Trump White House Creates Panel to Discredit Administration’s Own Climate Change Warnings

The Trump White House plans to create a committee that aims to contradict the Trump administration’s own repeated conclusions that climate change is harming the planet and poses a national security risk, The Washington Post reports.

The National Security Council initiative would include scientists who deny the scientific consensus on the impact of climate change and will reassess the Trump administration’s intelligence community’s repeated findings that climate change poses a severe risk to the country.

Unlike a formal advisory committee, the group would not be subject to public disclosure rules.

The move comes after Trump was “upset” that his administration issued a dire National Climate Assessment, which the must be published by law, in November, deputy national security adviser Charles Kupperman said according to The Post.

Panel was planned by notorious climate science denier:

The new plan is a revised version of National Security Council senior director William Happer.

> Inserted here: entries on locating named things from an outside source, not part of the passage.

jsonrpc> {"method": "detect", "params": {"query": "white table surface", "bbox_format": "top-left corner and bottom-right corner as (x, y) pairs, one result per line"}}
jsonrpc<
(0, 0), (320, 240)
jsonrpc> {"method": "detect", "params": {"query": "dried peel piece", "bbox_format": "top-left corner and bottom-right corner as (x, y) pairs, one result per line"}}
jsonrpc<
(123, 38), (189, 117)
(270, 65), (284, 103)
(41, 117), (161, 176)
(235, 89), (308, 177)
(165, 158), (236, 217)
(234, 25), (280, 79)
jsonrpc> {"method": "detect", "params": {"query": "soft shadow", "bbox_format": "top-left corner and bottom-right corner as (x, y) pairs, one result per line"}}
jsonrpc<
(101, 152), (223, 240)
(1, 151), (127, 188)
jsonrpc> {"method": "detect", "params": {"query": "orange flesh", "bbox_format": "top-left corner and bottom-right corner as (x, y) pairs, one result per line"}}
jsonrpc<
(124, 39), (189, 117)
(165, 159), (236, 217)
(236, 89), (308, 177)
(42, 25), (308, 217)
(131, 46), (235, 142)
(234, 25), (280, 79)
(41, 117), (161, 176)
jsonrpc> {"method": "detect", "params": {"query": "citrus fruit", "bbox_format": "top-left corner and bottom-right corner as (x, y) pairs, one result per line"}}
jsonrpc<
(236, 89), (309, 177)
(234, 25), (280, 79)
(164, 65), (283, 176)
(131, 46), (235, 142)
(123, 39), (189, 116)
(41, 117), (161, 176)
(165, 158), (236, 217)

Happer headed a group called the CO2 Coalition and previously received $170,000 from the Mercer Family Foundation and more than $33,000 from the Charles Koch Institute.

In a 2014 interview with CNBC, Happer said the “demonization of carbon dioxide is just like the demonization of the poor Jews under Hitler,” adding that “carbon dioxide is actually a benefit to the world, and so were the Jews.”

Happer insisted that CO2 was beneficial to the earth repeatedly as a speaker, including at a 2016 policy summit funded by the conservative Heritage Foundation.

“We’re doing our best to try and counter this myth that CO2 is a dangerous pollutant,” he said. “It’s not a pollutant at all. . . . We should be telling the scientific truth, that more CO2 is actually a benefit to the earth.”

Trump wants to contradict military warnings:

“In 2003, the Pentagon commissioned a report to examine how an abrupt change in climate would affect the country’s defense capabilities: Its authors concluded that it ‘should be elevated beyond a scientific debate to a U.S. national security concern,’” The Post reported. “Last year, a military-funded study warned sea level rise and other climate impacts could make more than a thousand low-lying islands in the Pacific Ocean ‘uninhabitable’ by midcentury, including an atoll where a missile defense site is located.”

Just last month, Trump’s own national intelligence director warned that “climate hazards” including extreme weather, wildfires, droughts and acidifying oceans are worsening, “threatening infrastructure, health, and water and food security,” The Post added.

“I never thought I would live to see the day in the United States where our own White House is attacking the very science agencies that can help the president understand and manage the climate risks to security of today and tomorrow,” retired Rear Adm. David Titley, a former Oceanographer of the Navy and chief operating officer at the National Oceanic and Atmospheric Administrations, told The Post. “Such attacks are un-American.”